In riot-torn town, haves and have-nots
Limousines, bird's nest desserts, fine wine, five-star hotels and affluent factory owners appear to have little in common with hundreds of thousands of migrant workers and blue jeans sweatshops. But they are key pieces in the jigsaw of riots rocking Xintang, near Guangzhou.
Dadun village in Xintang - the 'blue jeans capital of the world', supplying one in every two pairs to the United States - saw havoc with tens of thousands of rioters taking to the streets, smashing and burning police cars and besieging government offices for three days until Sunday. Authorities put the town under curfew on Monday night to restore order.
The trigger was the alleged abuse of a 20-year-old pregnant migrant from Sichuan hawking outside a supermarket, who was reportedly pushed to the ground by security guards demanding money.

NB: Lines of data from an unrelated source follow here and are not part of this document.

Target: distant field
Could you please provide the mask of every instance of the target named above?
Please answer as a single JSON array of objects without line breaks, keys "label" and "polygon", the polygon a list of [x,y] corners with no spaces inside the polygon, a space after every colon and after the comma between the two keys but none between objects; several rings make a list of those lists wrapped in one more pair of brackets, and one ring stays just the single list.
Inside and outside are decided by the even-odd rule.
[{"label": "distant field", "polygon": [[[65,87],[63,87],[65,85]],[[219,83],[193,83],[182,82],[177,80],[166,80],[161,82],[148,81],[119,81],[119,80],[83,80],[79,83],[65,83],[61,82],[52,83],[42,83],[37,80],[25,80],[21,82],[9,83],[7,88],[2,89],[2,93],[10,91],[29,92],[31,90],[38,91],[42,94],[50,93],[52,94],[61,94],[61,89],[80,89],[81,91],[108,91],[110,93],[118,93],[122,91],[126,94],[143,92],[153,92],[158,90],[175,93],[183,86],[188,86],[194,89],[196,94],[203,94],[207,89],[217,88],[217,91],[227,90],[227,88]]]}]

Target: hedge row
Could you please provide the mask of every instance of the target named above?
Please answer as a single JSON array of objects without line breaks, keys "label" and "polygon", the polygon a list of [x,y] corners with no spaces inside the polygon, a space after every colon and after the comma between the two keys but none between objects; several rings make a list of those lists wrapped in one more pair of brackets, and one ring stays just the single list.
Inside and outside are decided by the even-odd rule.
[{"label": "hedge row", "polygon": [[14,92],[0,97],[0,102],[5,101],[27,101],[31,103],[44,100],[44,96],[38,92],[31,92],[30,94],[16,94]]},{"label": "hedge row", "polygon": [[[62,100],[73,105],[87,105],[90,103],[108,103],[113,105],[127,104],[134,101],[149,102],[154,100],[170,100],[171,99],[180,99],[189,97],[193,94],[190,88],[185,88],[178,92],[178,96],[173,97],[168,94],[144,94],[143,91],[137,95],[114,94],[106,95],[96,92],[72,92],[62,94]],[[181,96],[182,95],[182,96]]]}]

A young man who attempted to stop the guard was severely beaten.
The roots of it all were sown a few years ago, when jeans makers and suppliers enticed an inflow of migrant workers largely from Sichuan. The newcomers found it tough to make ends meet, while many factory owners rose to riches on thriving exports.
Four years ago, when a South China Morning Post reporter visited one of Xintang's two five-star hotels, it was packed with Audis, Mercedes limos and Porsche sports cars. A business lunch at the hotel ran to 10 courses.
Yet outside the hotel, the reporter was warned against carrying any bags, even plastic ones, when strolling along the road. Motorbike riders, usually migrants, were prone to snatching them from passersby.
When seeking blame for the riots, one cannot ignore the polarisation of the rich and the poor.